Je n'ai jamais vu plus belle créature féminine que cette persane, devant la gare Montparnasse, il y a des années. Cette beauté terrible, cette femme d'une douceur inconcevable aux yeux profonds et graves, aux traits si fins. Que portait-elle à part un enfant dans son ventre ? Qu'enfantait-elle ? Qu'avait-elle vue ? D'où venait-elle, inconsciente de sa beauté ?
Je n'ai plus aperçu si bel homme que celui-là assis dans le métro, dont j'ai croisé de longues minutes le regard. "L'homme avec qui il me plairait de vivre" ai-je pensé. Je ne suis pas allée à sa rencontre, pourtant imbécilement persuadée qu'il était "lui".

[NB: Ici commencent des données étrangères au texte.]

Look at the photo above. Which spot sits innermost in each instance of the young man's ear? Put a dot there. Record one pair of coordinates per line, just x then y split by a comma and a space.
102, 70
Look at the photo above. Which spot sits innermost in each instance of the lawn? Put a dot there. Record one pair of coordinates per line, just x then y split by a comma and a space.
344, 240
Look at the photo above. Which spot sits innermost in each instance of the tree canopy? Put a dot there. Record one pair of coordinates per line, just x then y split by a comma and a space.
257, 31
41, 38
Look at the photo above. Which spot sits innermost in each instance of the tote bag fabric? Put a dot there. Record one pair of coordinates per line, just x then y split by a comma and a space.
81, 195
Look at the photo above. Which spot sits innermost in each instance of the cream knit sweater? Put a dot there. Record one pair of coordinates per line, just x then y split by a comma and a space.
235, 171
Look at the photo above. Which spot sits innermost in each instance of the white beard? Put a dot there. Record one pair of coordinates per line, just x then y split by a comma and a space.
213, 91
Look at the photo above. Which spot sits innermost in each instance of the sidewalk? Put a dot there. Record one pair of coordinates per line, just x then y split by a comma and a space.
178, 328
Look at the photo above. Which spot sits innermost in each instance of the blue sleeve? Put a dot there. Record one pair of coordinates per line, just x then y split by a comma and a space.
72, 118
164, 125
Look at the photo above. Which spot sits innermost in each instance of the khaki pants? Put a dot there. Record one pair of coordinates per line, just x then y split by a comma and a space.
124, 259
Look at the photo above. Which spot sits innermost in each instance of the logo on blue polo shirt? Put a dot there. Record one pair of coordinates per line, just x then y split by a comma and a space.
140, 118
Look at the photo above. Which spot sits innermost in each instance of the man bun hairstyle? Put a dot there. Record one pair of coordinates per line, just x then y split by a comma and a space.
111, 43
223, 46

Je n'ai pas senti plus d'amour que pour le triste ne sachant pas aimer. Je n'ai pas senti se déployer plus grandes les ailes de la certitude d'aimer, cette calme certitude ce plus beau de soi-même, cette source.
Je n'ai pas reçu apaisement plus doux à comprendre enfin que l'amour se reçoit aussi.
La route est longue. Je roule je roule. Je n'ai pas l'air de bouger. Je frappe à des portes qui n'ont pas l'air de s'ouvrir. Je pourrais renoncer, mais je ne renonce pas. Je vis et si je m'en demande plus souvent la raison, je lutte davantage pour ne pas me blesser
Je ne dirais jamais tout ce que je sais de la beauté.
Je crois qu'elle est la frontière de ce monde.